“If I can only solve this one of Jockey Hollow I’ll go in for mystery solving as a profession,” Arden laughed. “I might major in it at Cedar Ridge.”

“Perhaps,” suggested Dot, “now that Harry Pangborn is here, he can help you.”

Arden looked at the visitor. Was there anything sarcastic in the remark? Hardly, for Dot smiled brightly.

“I still can’t guess why he has come here,” said Terry.

“You shall know very soon, child,” mocked Sim. “Now we must get busy and wash our faces. And, oh, I wonder what sort of a dinner Moselle can give us? I must have a talk with her. Run along, girls, get painted and powdered, and I’ll follow as soon as I can.”

Shortly after this, Harry Pangborn drove up to the Westover home in a “small but expensive car,” as Dot remarked, catching a glimpse of its gleaming lamps out on the drive. The young man came in, bronzed as to complexion, smiling charmingly, and showing his white even teeth, and greeted the girls with the comradeship of a co-ed.

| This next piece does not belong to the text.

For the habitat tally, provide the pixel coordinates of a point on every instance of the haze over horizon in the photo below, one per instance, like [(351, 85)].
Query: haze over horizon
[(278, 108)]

“So glad to see you again,” he told them. “And now, as I heard Sim say she wondered why I was here, I’ll tell you. I’m here in this particular place because I am lonesome for such company as yours.” (That was being gallant.) “And I’m in Pentville because I have a mission to perform in Jockey Hollow.”

“Jockey Hollow!” cried the four girls together.

“Do you mean you are going to try to rid Sycamore Hall of its ghosts?” asked Arden a moment later.

“Ghosts!” exclaimed young Mr. Pangborn. “I don’t know anything about ghosts and less about Sycamore Hall. What’s the joke?”